RDP 2012-04: Chinese Urban Residential Construction to 2040 4. Projections

Turning to the future, our methods suggest that the level of urban residential construction is projected to peak in 2017 at a level almost 12 per cent higher than 2011 levels (Figure 9).[16] This marks a moderation of the strong growth we have seen over the past few years. Nonetheless, the outlook is positive. Chinese urban residential construction is expected to stabilise at a high level, and to remain above current levels for almost 20 years. Further out, urban residential construction is projected to taper off slowly.

Figure 9: Urban Residential Construction

An alternative projection is offered in Woetzel et al (2009), where much stronger growth is forecast. We project lower growth rates partly due to our higher starting point, arising from our conjectures in Section 2. Nonetheless, our projected volumes remain above those in Woetzel et al because we project faster growth in floor space per capita. Hu et al (2010) also provide projections; our projections are higher than theirs, which appears to be due in part to their assumption of lower rates of demolition.

We now turn to consider the implications of our projections of urban residential construction for steel demand and the structure of the Chinese economy.

4.1 Steel

Steel intensity is defined as the weight of steel used per square metre of floor space constructed. In this paper, we do not account for steel found in internal furnishing and appliances, such as refrigerators. Average steel intensity in construction depends upon a range of factors. For example, while most modern apartments are constructed with reinforced concrete, steel intensity can vary based on the building's design and legislation requires a higher steel content for buildings in earthquake-prone regions. A key consideration is that steel input varies with the height of the building. Estimates by Walsh (2011) suggest low-rise apartment construction requires, on average, around 40–50 kg of steel per square metre of floor space, whereas around 60–100 kg of steel per square metre is required for a 30-storey building. Basements also increase a building's average steel intensity substantially.

We begin by assuming that the average steel intensity for newly constructed apartments in China was 60 kg per square metre in 2010. This is in line with Woetzel et al (2009, p 373) and Walsh (2011). Given that approximately 1.54 billion square metres of residential floor space was constructed with reinforced concrete in 2010, this implies steel use of about 93 million tonnes – about 14 per cent of China's 2010 crude steel production (Figure 10). Some estimates suggest that total building construction – i.e. residential and non-residential – accounts for about 30 per cent of steel use (KPMG China 2011; Wu 2009). This appears to be consistent with Chinese residential building accounting for about 60 per cent of construction as commercial building should be more steel intensive than residential construction.
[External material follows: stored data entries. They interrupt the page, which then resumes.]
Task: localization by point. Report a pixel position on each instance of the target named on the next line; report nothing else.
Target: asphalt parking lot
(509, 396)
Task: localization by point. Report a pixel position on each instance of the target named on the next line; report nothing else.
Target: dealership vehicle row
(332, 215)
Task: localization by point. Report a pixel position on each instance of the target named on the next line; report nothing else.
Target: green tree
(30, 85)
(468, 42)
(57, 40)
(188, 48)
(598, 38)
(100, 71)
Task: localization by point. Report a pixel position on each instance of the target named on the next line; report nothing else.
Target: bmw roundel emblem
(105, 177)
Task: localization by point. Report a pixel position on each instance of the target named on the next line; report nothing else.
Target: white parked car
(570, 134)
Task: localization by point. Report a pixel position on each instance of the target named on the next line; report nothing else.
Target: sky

Figure 10: Projection of Steel Use from Urban Residential Construction

We also assume that average steel intensity for newly constructed apartment buildings will increase linearly by 1 kg per square metre per year to reflect improved quality and higher buildings.[17] Moreover, the projected increase in incomes is likely to see higher car ownership and demand for underground car parking, which suggests that this is a conservative assumption. If this rate of increase is assumed over the course of the past few years, 19 per cent of steel production for 2004 would have been used in residential construction, which is identical to the share estimated by Hu et al (2010).

Under these assumptions, and our earlier projections for residential construction, steel use in residential construction is likely to continue to grow rapidly for a few more years. Beyond the middle of this decade, growth is projected to moderate, with steel use reaching its peak in 2023, at a level that is 30 per cent higher than consumption in 2011.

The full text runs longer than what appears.